Think capabilities and capacity, not just solutions. Most elected leaders I talk to want solutions. What software solutions should my team be buying? What policy changes will solve the procurement quagmire? Which vendors are the good ones? These are all fine questions, but they won’t get you where you really want to go. For decades, government has failed to developed basic competencies in digital, and addressing that issue is more like deciding to diet and exercise than taking a magic weight loss/fitness pill. One is hard work and takes time, the other sounds great but doesn’t work long-term. As I’ve said before, digital is something you do, not something you buy. I recognize that “I built the digital competency of our great state” doesn’t sound like reelection gold, but I promise you that strategy, when done right, will also result in enough concrete wins that you’ll have great outcomes to celebrate on the campaign trail. But if you only look to buy a system to solve a problem without building a workforce that continually learns and improves its ability to deliver, your gains will be shallow and short-lived.

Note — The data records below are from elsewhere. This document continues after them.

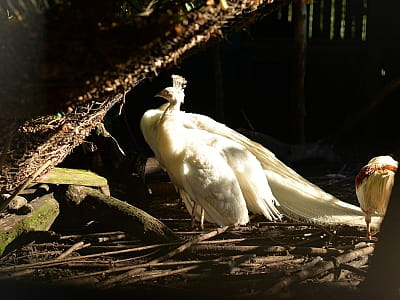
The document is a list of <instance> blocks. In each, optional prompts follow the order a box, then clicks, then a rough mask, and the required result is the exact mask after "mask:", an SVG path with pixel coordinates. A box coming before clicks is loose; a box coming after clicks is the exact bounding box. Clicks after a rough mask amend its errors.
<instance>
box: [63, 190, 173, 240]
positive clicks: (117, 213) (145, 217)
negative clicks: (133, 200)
mask: <svg viewBox="0 0 400 300" xmlns="http://www.w3.org/2000/svg"><path fill="white" fill-rule="evenodd" d="M66 197H67V200H68V201H69V202H71V203H75V204H76V205H78V206H79V207H80V208H82V209H85V210H86V212H87V213H88V214H93V215H94V217H97V218H98V219H101V218H102V219H103V220H104V222H106V223H110V222H111V221H113V222H116V226H118V227H121V229H122V230H124V231H127V232H133V233H134V234H135V235H139V236H140V237H142V238H144V239H146V240H149V241H154V240H156V241H161V242H169V241H176V240H177V239H178V238H177V236H176V235H175V234H174V232H173V231H172V230H171V229H169V228H168V227H167V226H166V225H165V224H164V223H162V222H160V221H159V220H157V219H156V218H154V217H152V216H151V215H149V214H148V213H146V212H145V211H143V210H141V209H139V208H137V207H135V206H133V205H130V204H128V203H126V202H124V201H121V200H119V199H117V198H114V197H110V196H106V195H104V194H103V193H101V192H100V191H98V190H96V189H93V188H90V187H85V186H75V185H70V186H69V187H68V190H67V193H66Z"/></svg>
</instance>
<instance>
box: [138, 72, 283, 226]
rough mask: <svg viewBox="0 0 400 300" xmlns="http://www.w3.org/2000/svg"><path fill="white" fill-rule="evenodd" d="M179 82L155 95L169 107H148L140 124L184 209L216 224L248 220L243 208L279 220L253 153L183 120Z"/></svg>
mask: <svg viewBox="0 0 400 300" xmlns="http://www.w3.org/2000/svg"><path fill="white" fill-rule="evenodd" d="M183 80H184V79H183V78H181V77H179V76H177V75H174V76H173V81H174V86H173V87H168V88H166V89H164V90H162V91H161V92H160V93H159V94H157V95H156V96H159V97H163V98H165V99H166V100H168V101H169V105H168V106H167V107H166V108H165V111H164V112H163V113H162V114H159V113H158V112H159V111H160V110H149V111H147V112H146V113H145V114H144V115H143V117H142V119H141V123H140V126H141V130H142V132H143V135H144V137H145V140H146V141H147V143H148V144H149V146H150V147H151V148H152V150H153V151H154V153H155V155H156V158H157V159H158V160H159V162H160V165H161V166H162V167H163V168H164V169H165V170H166V171H167V172H168V174H169V176H170V178H171V181H172V182H173V183H174V184H175V186H176V187H177V188H178V190H179V192H180V195H181V198H182V200H183V201H184V202H185V205H186V207H187V209H188V210H189V212H191V213H194V215H195V216H197V217H198V218H199V219H200V221H201V222H202V217H199V214H200V215H201V210H200V212H199V211H196V207H195V205H196V204H197V205H199V206H200V207H201V208H203V209H204V210H205V215H206V219H208V220H209V221H211V222H214V223H216V224H218V225H221V226H223V225H236V224H241V225H243V224H246V223H248V221H249V216H248V210H250V211H251V212H253V213H256V214H263V215H264V216H265V217H266V218H267V219H268V220H276V219H280V217H281V214H280V213H279V211H278V210H277V208H276V207H275V205H278V203H277V201H276V199H275V197H274V196H273V195H272V192H271V189H270V187H269V185H268V180H267V178H266V177H265V175H264V171H263V169H262V166H261V164H260V162H259V161H258V160H257V159H256V158H255V156H254V155H253V154H251V152H249V151H248V150H247V149H246V148H245V147H244V146H243V145H241V144H240V143H237V142H235V141H233V140H231V139H229V138H226V137H223V136H221V135H218V134H214V133H212V132H209V131H207V130H203V129H201V128H196V127H195V126H191V124H189V123H188V120H187V117H186V113H185V112H182V111H180V105H181V103H183V100H184V90H183V87H182V85H183V84H182V81H183ZM179 81H180V83H179ZM192 202H193V203H192ZM201 225H202V223H201Z"/></svg>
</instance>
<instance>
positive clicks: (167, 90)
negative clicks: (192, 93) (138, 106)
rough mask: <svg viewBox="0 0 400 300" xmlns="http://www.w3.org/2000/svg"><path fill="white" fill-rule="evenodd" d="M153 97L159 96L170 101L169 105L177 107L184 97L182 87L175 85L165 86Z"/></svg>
mask: <svg viewBox="0 0 400 300" xmlns="http://www.w3.org/2000/svg"><path fill="white" fill-rule="evenodd" d="M154 97H161V98H164V99H165V100H167V101H168V102H169V103H170V107H177V108H179V107H180V105H181V104H182V103H183V101H184V99H185V93H184V90H183V89H177V88H175V87H172V86H171V87H167V88H165V89H163V90H162V91H161V92H159V93H157V94H156V95H155V96H154Z"/></svg>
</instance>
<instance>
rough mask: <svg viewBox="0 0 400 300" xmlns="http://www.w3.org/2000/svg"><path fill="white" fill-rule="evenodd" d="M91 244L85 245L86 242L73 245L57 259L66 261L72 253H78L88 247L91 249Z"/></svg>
mask: <svg viewBox="0 0 400 300" xmlns="http://www.w3.org/2000/svg"><path fill="white" fill-rule="evenodd" d="M89 246H90V243H88V244H85V243H84V242H78V243H75V244H73V245H72V246H71V247H70V248H69V249H68V250H66V251H65V252H63V253H61V254H60V255H59V256H58V257H56V258H55V259H56V260H60V259H64V258H66V257H68V256H69V255H70V254H71V253H72V252H74V251H76V250H80V249H83V248H86V247H89Z"/></svg>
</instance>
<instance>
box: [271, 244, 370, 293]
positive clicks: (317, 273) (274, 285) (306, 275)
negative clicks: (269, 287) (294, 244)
mask: <svg viewBox="0 0 400 300" xmlns="http://www.w3.org/2000/svg"><path fill="white" fill-rule="evenodd" d="M373 251H374V247H373V246H368V247H365V248H362V249H358V250H354V251H351V252H348V253H345V254H342V255H340V256H338V257H334V258H333V259H332V260H330V261H321V262H320V263H318V264H316V265H315V266H312V267H311V268H306V269H303V270H302V271H300V272H298V273H295V274H293V275H291V276H289V277H286V278H284V279H283V280H281V281H279V282H278V283H276V284H274V285H273V286H272V287H271V288H269V289H268V290H267V291H266V293H265V294H266V295H275V294H278V293H279V292H281V291H282V289H284V288H287V287H288V286H290V285H292V284H293V283H295V282H299V281H303V280H305V279H308V278H312V277H315V276H317V275H319V274H321V273H324V272H326V271H329V270H332V269H334V268H336V267H338V266H340V264H344V263H347V262H349V261H351V260H354V259H356V258H358V257H360V256H365V255H369V254H371V253H372V252H373Z"/></svg>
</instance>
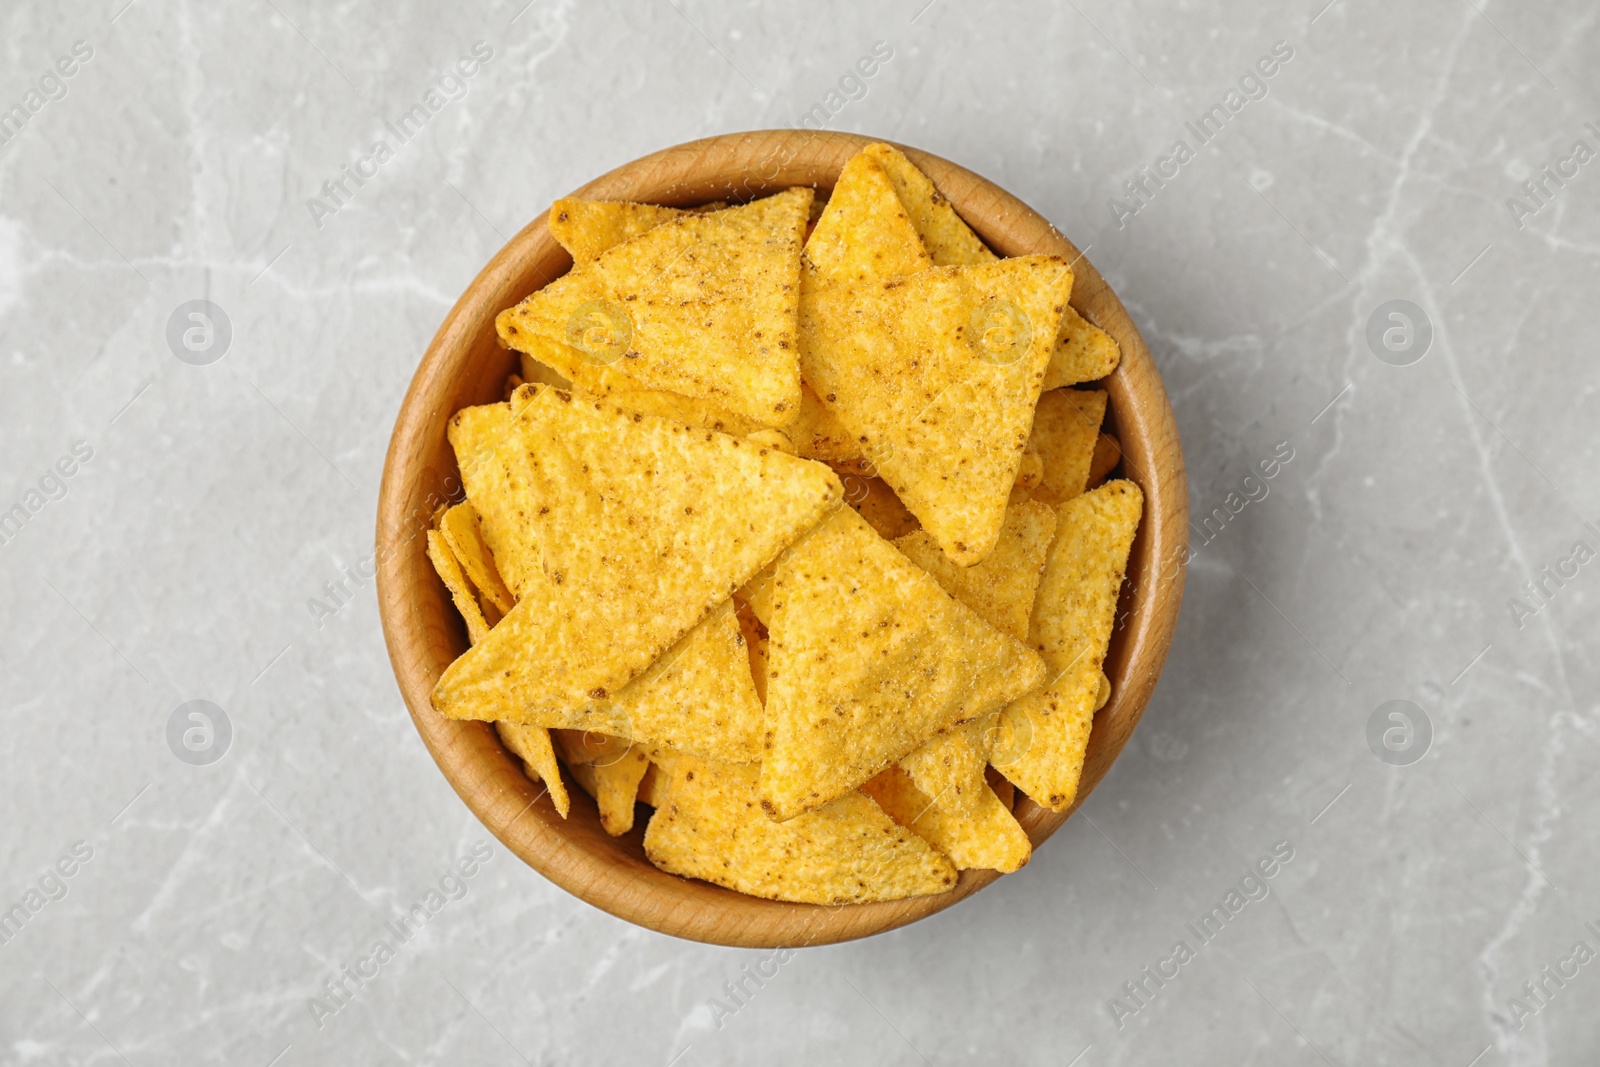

This is a lot. I know. I lived it with dozens — maybe hundreds — of civil servants, government executives, technologists coming into government, vendors — you name it. It’s hard work, but the alternative is even harder in the long run. And it’s worth it. The world has gone digital and the people of California expect — even demand — better of their government. And you have the team and the ability to provide that. What does it look like from where you sit? Deploy these strategies with a strong message and mandate from the very start of your administration. Show the country — and the world — what governance looks like in a digital age.
Governing’s harder than winning, yes; but good, modern, digital governance is winning.